The Hadoop ecosystem covers a wide range of applications, datastores, and computing frameworks, and each of these security components manifest these operational capabilities differently.

Securing a Hadoop Cluster in Phases

Given the complexity of security and the wide-range of possible cluster configurations, Cloudera recommends configuring the security capabilities only after successfully setting up a cluster without any security. Taking a phased approach to securing the cluster helps ensure that the cluster can meet the given target level.
  • Phase 0: A non-secure cluster. Set up a fully functioning cluster without any security. Never use such a system in a production environment: it is vulnerable to any and all attacks and exploits.
  • Phase 1: A minimally secure cluster includes authentication, authorization, and auditing. First, configure authentication so that users and services cannot access the cluster until they prove their identities. Next, configure simple authorization mechanisms that let you assign privileges to users and user groups. Set up auditing procedures to keep track of who accesses the cluster (and how).
  • Phase 2: For more robust security, encrypt sensitive data at a minimum. Use key-management systems to handle encryption keys. Set up auditing on data in metastores, and regularly review and update the system metadata. Ideally, set up your cluster so that you can trace the lineage of any data object and meet any goals that may fall under the rubric of data governance.
  • Phase 3: Most secure. The secure enterprise data hub (EDH) is one in which all data, both data-at-rest and data-in-transit, is encrypted and the key management system is fault-tolerant. Auditing mechanisms comply with industry, government, and regulatory standards (PCI, HIPAA, NIST, for example), and extend from the EDH to the other systems that integrate with it. Cluster administrators are well-trained, and security procedures have been certified by an expert.

    Implementing all three phases or levels of security ensures that your Cloudera EDH cluster can pass technical review and comply with the strictest of regulations.

Hadoop Security Architecture

What follows is a detailed depiction of the Hadoop ecosystem in particular as it shows the interactions between different Cloudera Enterprise, security, and user management components.

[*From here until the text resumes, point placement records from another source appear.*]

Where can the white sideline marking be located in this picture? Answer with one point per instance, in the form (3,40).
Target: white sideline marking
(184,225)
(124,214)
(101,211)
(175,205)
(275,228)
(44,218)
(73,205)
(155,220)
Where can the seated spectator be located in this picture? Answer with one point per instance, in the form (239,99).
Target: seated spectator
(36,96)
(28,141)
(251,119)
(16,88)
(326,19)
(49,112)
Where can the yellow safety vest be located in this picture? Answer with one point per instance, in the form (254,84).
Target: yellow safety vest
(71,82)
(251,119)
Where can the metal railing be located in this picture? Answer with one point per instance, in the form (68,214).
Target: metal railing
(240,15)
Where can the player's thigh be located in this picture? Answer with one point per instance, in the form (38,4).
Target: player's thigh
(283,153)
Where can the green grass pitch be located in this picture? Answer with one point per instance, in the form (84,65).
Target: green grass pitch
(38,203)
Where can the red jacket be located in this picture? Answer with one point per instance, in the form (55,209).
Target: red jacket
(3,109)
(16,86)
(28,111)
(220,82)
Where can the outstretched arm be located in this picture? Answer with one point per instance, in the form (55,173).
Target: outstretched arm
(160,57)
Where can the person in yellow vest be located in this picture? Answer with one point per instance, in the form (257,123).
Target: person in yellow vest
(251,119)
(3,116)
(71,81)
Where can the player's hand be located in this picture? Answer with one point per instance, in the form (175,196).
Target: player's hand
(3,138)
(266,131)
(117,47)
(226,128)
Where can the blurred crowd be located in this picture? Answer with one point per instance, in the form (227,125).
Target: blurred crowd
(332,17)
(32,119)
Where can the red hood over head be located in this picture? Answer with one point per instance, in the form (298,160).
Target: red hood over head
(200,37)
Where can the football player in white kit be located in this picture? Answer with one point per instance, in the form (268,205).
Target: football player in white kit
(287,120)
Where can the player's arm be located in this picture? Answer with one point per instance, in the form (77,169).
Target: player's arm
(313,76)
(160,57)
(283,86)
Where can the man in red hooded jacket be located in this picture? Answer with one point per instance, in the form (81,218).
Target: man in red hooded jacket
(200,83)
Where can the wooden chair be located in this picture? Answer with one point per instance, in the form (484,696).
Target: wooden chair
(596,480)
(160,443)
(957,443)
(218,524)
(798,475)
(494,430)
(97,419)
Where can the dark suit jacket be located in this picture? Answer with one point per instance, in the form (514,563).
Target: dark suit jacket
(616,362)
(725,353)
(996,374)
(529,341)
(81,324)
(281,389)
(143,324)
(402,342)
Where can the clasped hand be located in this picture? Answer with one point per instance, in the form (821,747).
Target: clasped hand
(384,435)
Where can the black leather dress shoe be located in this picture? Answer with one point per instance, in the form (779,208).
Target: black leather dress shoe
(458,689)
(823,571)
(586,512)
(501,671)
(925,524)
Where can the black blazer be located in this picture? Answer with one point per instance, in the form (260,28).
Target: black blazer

It also shows how a production environment with a couple of datacenters and assorted users and data feeds, both internal and external, will need to deal with receiving and authenticating so many insecure connections.
  • As illustrated, external data streams can be authenticated by mechanisms in place for Flume and Kafka. Any data from legacy databases is ingested using Sqoop. Users such as data scientists and analysts can interact directly with the cluster using interfaces such as Hue or Cloudera Manager. Alternatively, they could be using a service like Impala for creating and submitting jobs for data analysis. All of these interactions can be protected by an Active Directory Kerberos deployment.
  • Encryption can be applied to data at-rest using transparent HDFS encryption with an enterprise-grade Key Trustee Server. Cloudera also recommends using Navigator Encrypt to protect data on a cluster associated with the Cloudera Manager, Cloudera Navigator, Hive and HBase metastores, and any log files or spills.
  • Authorization policies can be enforced using Sentry (for services such as Hive, Impala and Search) as well as HDFS Access Control Lists.
  • Auditing capabilities can be provided by using Cloudera Navigator.